La critique de Mr K : Sacrée claque que ce roman sorti en fin d’année chez Albin Michel. Deuxième roman d’un auteur australien très prometteur, Murmurer le nom des disparus (quel titre déjà !) de Rohan Wilson est d’un noir profond. Personnages et lecteurs ne sortent pas indemnes de ce récit enlevé, très touchant, baigné dans un contexte chaotique. J’ai adoré cette lecture qui s’est révélée aussi addictive que profonde et éprouvante. Suivez le guide !

Thomas Toosey n’est pas vraiment ce qu’on peut appeler une belle personne. Dès le départ, on sent bien que son passé, qu’il se plaît à écorner, transformer n’est pas folichon. L’action démarre alors qu’il part retrouver son fils qu’il a plus ou moins abandonné avec sa mère pour d’obscures raisons quelques années auparavant. On apprend vite que deux individus sont à ses trousses, un vieil irlandais un peu frappé, mu par un désir de vengeance impitoyable et son acolyte, un être masqué qui dégage une impression de mystère. Le roman commence dare dare, pas de temps d’exposition, nous sommes tout de suite plongés dans l’ambiance.
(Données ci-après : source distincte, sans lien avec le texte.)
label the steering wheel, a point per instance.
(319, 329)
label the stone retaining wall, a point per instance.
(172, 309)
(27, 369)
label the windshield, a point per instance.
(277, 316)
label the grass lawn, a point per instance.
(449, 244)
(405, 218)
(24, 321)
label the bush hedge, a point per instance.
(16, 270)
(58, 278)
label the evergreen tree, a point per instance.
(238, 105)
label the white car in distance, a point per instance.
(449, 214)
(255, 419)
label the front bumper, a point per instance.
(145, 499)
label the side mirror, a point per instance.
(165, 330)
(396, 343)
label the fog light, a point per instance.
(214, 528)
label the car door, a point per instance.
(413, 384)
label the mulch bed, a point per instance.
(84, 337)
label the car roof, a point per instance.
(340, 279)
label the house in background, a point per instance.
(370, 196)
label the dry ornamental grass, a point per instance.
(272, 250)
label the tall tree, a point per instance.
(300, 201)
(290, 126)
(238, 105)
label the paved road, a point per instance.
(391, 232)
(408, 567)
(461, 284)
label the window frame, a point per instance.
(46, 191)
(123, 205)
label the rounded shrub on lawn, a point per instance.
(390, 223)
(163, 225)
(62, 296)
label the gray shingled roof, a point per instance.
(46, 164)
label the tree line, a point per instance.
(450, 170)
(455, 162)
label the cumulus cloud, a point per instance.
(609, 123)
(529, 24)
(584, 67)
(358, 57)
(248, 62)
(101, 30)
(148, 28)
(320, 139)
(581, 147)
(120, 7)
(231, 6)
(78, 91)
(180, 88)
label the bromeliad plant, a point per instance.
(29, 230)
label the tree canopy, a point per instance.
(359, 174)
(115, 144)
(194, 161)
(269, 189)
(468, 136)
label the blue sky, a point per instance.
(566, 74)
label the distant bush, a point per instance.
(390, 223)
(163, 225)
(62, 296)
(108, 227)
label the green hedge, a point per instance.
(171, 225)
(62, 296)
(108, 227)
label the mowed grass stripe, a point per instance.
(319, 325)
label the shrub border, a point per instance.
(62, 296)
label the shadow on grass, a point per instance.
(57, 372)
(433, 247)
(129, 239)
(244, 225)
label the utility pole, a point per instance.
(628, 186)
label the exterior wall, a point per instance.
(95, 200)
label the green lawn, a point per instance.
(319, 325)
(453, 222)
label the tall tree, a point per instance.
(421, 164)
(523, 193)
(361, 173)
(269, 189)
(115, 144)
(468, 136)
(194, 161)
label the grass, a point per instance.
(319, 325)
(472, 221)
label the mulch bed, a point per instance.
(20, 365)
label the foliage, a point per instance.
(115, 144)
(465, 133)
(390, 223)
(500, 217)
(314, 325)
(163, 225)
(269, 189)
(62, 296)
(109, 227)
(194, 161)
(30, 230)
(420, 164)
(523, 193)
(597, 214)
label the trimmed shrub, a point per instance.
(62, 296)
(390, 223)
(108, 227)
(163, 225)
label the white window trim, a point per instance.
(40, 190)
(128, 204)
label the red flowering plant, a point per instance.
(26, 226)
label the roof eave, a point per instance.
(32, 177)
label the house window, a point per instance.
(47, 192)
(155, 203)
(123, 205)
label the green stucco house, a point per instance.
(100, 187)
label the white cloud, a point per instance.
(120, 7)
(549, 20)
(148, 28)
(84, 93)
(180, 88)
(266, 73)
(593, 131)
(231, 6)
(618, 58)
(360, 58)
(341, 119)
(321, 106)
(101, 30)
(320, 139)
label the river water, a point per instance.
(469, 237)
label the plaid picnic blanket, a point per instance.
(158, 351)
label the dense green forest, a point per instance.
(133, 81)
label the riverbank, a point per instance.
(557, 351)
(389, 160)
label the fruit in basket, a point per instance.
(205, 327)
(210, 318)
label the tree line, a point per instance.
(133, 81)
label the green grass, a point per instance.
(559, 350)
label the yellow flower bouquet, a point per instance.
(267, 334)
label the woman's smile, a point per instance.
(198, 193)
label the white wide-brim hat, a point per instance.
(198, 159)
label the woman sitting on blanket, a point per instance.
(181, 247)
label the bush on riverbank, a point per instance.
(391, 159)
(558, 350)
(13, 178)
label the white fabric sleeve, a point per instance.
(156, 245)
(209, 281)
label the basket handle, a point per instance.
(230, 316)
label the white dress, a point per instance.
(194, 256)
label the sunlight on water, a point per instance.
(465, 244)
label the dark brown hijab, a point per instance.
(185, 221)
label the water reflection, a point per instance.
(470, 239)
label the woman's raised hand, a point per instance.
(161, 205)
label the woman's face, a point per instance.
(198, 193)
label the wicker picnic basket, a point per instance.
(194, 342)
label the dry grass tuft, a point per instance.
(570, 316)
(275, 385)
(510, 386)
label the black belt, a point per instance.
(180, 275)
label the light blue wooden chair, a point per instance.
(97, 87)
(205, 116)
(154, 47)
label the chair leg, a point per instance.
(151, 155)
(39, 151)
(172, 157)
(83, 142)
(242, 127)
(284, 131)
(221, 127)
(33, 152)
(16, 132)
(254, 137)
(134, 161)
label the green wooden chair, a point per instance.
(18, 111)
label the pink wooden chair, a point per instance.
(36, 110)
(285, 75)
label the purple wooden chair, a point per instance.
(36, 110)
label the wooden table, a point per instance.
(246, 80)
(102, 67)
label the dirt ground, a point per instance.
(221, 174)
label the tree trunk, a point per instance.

Murmurer le nom des disparus se caractérise en effet par une tension permanente qui prend à la gorge et nourrit un suspens de tous les instants. D’autres personnages rentrent ensuite dans cette sarabande de destins cassés par la vie, nourrissant le récit, le densifiant et accentuant un malaise qui va grandissant. L’auteur cultive les zones d’ombre, les fait s’entrechoquer, se compléter pour peu à peu révéler des vérités souvent dures mais logiques dans le contexte d’une époque difficile. Vie quotidienne rude, pauvreté extrême, vies contrariées ou gâchées font que les êtres présentés ici sont définitivement abîmés et tentent de s’en sortir par tous les moyens, ce qui les rend profondément humains et parfois bien flippants. Les frontières entre le Bien et le Mal sont ici très poreuses, le développement du récit le prouve à de nombreuses occasions et donne à côtoyer des personnages complexes, surprenants, déstabilisant le lecteur et remettant en cause bien des jugements et hypothèses.

L’Australie du XIXème siècle (plus précisément dans cet ouvrage, l’île méridionale de Tasmanie) est remarquablement évoquée. Terre de déportation, on y trouve beaucoup d’individus peu recommandables ou seulement égarés qui cherchent à refaire leur vie, à sortir d’un destin qui ne les a pas toujours épargnés. La tension est palpable notamment dans le rapport que les populations entretiennent avec l’autorité (les flics ne sont déjà pas commodes à l’époque), la couronne anglaise qui possède encore ces terres-ci à l’époque. Dans la deuxième partie, la colère et le ressentiment général envers l’impôt des chemins de fer notamment vont exploser et livrer la ville aux émeutiers dans un déluge de violence où les esprits vont se lâcher. C’est évidemment au milieu de ce maelström que l’étau semble se resserrer autour de Thomas qui à mesure qu’il se rapproche de son fils William va voir ses deux poursuivants se rapprocher, les ennuis s’accumuler, le tout menant à un dernier acte vraiment effroyable dans ce qu’il implique.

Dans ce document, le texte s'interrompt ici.